The fiber-glassing is progressing, but slowly. Yup, resin is interesting stuff…….allow me to ramble for a bit.

After three coats of resin to the wing on top of the applied fiberglass, I’m finding that there are still too many unsatisfactorily filled areas (the resin is very willing to tear/shear when using a squeegee, and when wiped on when first mixed, will actually orange-peel a bit as it thickens). I’m confident that I sanded sufficiently prior to applying the glass, and know that I’m sanding sufficiently to remove all excess resin, as I’ve not added a single gram in weight since applying the first coat of unthinned resin (bare wing at 669 grams, ‘glassed wing, followed by one coat of resin, sanded, weighs 791 grams (4.3oz added)). That is to say that the last two coats of resin have added no weight, as the wing still weighs 791 grams.

I’m going to try filling just the remaining low spots, a quick sand to ensure that they are at least to level or above, another complete coat, then (hopefully) a final sand.

I’m finding that the resin consistently gets thicker from the moment that it’s mixed (doesn’t suddenly “kick” like a quality epoxy will), and I have to modify my method of application while coating a larger area. I’m glad that I ‘glassed the wing first, as straighten out my learning curve on the fuselage would have been more painful.

David/Matt,

I do own an Airbrush and compressor, and would not hesitate to make an investment in a larger automotive type gun if needed. I’m still reading about Auto-Air, and it does seem that they are more aligned to the finishing of this project when compared to using a product that is intended to paint a boat (System 3). Both have their advantages and draw-backs.

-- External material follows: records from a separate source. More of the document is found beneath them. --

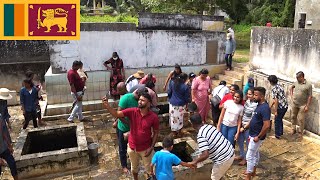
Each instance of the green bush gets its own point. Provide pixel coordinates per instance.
(109, 18)
(107, 9)
(242, 34)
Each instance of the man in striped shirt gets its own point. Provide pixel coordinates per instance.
(213, 145)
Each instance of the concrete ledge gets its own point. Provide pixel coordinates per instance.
(164, 21)
(14, 100)
(306, 132)
(107, 27)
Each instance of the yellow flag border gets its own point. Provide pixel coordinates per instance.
(26, 23)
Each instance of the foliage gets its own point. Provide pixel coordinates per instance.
(109, 18)
(242, 34)
(236, 9)
(254, 12)
(278, 12)
(108, 9)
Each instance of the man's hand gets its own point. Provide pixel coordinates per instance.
(79, 98)
(23, 111)
(256, 139)
(236, 136)
(148, 152)
(105, 102)
(10, 147)
(191, 165)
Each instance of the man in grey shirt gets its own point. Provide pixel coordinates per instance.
(230, 48)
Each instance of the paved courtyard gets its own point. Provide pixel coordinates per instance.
(287, 158)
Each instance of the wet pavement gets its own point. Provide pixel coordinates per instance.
(286, 158)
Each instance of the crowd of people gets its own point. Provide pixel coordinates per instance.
(239, 116)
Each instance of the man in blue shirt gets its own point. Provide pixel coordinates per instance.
(258, 128)
(230, 48)
(28, 101)
(164, 160)
(6, 149)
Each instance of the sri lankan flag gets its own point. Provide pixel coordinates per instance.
(39, 20)
(13, 20)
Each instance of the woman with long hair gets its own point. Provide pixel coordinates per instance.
(172, 75)
(178, 93)
(248, 110)
(201, 88)
(230, 118)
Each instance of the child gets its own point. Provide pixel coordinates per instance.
(231, 116)
(37, 84)
(83, 75)
(28, 101)
(4, 96)
(164, 160)
(248, 111)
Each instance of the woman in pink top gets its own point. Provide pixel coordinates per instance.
(201, 89)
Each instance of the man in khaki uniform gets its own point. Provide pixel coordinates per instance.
(301, 94)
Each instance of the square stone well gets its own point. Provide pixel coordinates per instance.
(183, 148)
(46, 151)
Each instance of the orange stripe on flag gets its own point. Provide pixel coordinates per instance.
(19, 20)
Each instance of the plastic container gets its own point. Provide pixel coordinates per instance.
(93, 149)
(196, 155)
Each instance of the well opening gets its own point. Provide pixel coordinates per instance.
(50, 140)
(180, 149)
(163, 108)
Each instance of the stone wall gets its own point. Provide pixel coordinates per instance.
(58, 88)
(161, 21)
(285, 51)
(312, 122)
(138, 49)
(17, 57)
(311, 8)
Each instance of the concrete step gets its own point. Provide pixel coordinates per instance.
(241, 65)
(215, 82)
(95, 105)
(239, 69)
(234, 74)
(229, 79)
(162, 97)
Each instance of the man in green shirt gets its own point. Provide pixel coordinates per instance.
(301, 94)
(126, 101)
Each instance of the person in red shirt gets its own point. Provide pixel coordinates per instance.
(269, 24)
(77, 86)
(117, 73)
(144, 130)
(230, 95)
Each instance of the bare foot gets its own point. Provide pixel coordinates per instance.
(125, 170)
(42, 123)
(115, 124)
(253, 174)
(238, 158)
(2, 163)
(243, 162)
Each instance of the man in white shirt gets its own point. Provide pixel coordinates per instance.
(133, 80)
(214, 146)
(220, 90)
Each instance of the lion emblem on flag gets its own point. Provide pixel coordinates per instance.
(50, 19)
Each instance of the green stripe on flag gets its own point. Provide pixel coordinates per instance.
(9, 20)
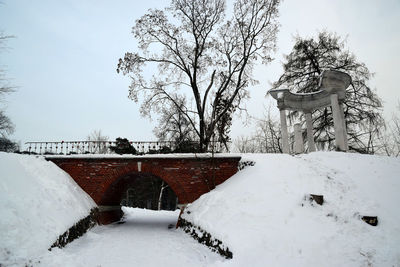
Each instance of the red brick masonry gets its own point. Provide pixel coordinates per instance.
(105, 178)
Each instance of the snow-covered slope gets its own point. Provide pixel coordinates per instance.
(263, 215)
(38, 202)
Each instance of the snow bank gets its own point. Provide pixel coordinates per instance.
(38, 202)
(265, 218)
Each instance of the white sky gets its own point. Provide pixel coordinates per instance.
(65, 53)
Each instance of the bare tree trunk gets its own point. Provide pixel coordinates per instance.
(163, 186)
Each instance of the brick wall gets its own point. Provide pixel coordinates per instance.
(104, 179)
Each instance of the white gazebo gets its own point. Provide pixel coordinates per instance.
(331, 92)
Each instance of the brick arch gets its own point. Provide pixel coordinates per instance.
(188, 176)
(118, 187)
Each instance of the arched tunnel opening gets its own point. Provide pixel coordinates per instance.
(139, 190)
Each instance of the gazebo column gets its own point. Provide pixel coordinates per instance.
(346, 144)
(310, 134)
(284, 133)
(298, 139)
(339, 124)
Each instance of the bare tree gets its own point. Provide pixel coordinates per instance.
(6, 126)
(201, 54)
(160, 195)
(362, 107)
(265, 139)
(99, 146)
(174, 126)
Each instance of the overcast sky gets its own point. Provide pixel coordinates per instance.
(64, 55)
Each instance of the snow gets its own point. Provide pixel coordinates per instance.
(263, 215)
(143, 240)
(38, 202)
(151, 156)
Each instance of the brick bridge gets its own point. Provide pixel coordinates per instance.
(107, 178)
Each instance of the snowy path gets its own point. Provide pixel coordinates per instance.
(143, 240)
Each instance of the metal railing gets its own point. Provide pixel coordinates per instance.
(104, 147)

I was drawn to the Nelsons (System3) primarily due to it being fuel-proof and being able to start applying the Primer in the basement with a brush mid-January, but the seeming incompatibility with finer work (ie, actually getting a nice finish directly from the paint gun, and needing to roughen all surfaces prior to repainting) makes me ask the question here.

Auto-Air seems significantly easier to obtain a nice finish, but I’m concerned with the durability aspect with only a clear coat. Can anybody speak to the “fuel-proof-ness” of the Auto-Air when a chip/crack occurs in the clear coat? It is an automotive paint, so I’d suspect some level of toughness.

I plan to keep the paint scheme fairly simple, and somewhat in keeping with the time period. However, I suspect that I will push my luck a bit with some small personal detail just to try it.

Thanks for the help and compliments; I’m giving it my best.